Intelligence Failures and David Lehman

In the most recent issue of Writer’s Chronicle, which I dutifully read during my lunch breaks, David Lehman laments that young writers are arriving to MFA programs and other writerly vocations without having read, frankly, as much as he did. Lehman muses about how these admittedly-talented writers escaped school without completing the required reading of anyone from Heroclitus to Swift.

What disturbs me about this common assertion is that I feel like it rebulds an ivory tower of literature and corrals writers as artists who are other. A reinforcement of literature as precious, of having some kind of value above and beyond other experiences.

I think reading is important, and for writers, it is pretty much compulsory. But what about writers who are exploring other arts? I am very interested–academically and artistically–in film, so I do spend a lot of time watching movies, reading about them, and teaching courses about them.

I approach cinema not only as cinema, but as an opportunity to use cinema to learn more about writing. What can film teach me about poetry? Montage theory, for one: the concussive act of colliding disparate images. Montage deletes narrative from a poem and places the burden of narrativization on the reader. We do it so seamlessly in film, I wonder how we can do it in poetry.

But Lehman doesn’t account for this shift. He also gently slams the increase in students who read theory over literature. Lynn Emanuel said to me, “Hearing someone say they don’t read theory today is like someone in the 20s saying they haven’t read Freud.” Lehman posits that reading theory distracts students from the source text, instead of illuminating it. This may be true. However, consider the source texts theory provides writers access to: Karl Marx’s Communist Manifesto. Frued’s Creative Writers and Daydreams and Civilization and its Discontents. Ferdinand de Saussure’s Course in General Linguistics. Without access to theory, revolutionary movements like Language poetry would never have come to be.

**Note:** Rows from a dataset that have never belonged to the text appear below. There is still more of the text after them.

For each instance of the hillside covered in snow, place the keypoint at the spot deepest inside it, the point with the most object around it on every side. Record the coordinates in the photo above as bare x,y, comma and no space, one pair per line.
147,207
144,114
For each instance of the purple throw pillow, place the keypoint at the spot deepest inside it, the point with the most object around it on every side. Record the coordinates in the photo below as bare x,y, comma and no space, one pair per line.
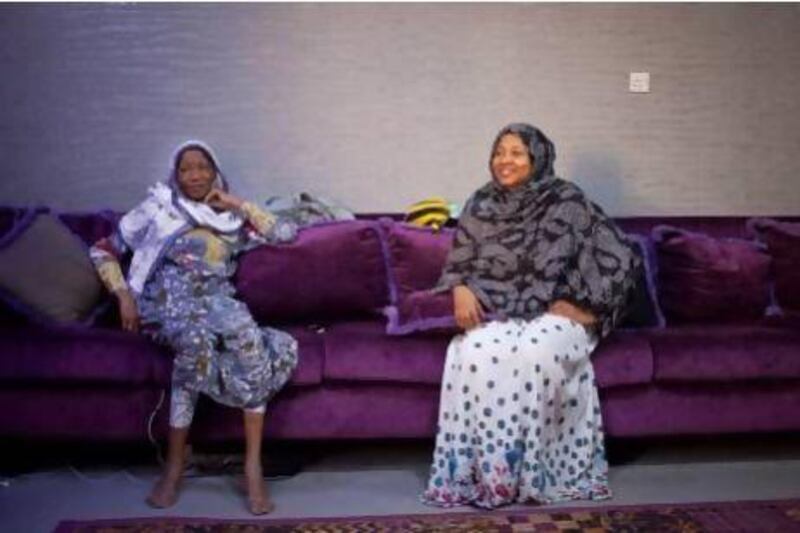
783,245
331,270
415,256
704,279
421,311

Even if you don’t like or appreciate Language poetry, you can’t deny its influence or effect: things are changing. New frontiers have been opened. It’s time to move out of the yard and into the forest. If Lehman wants to leash us to the porch, that’s his business, I suppose. But I won’t stay. I’ll read poetry, and theory, and watch films, and study photographs and paintings, teach myself to play music. Because art doesn’t have to be one thing: it can be all things.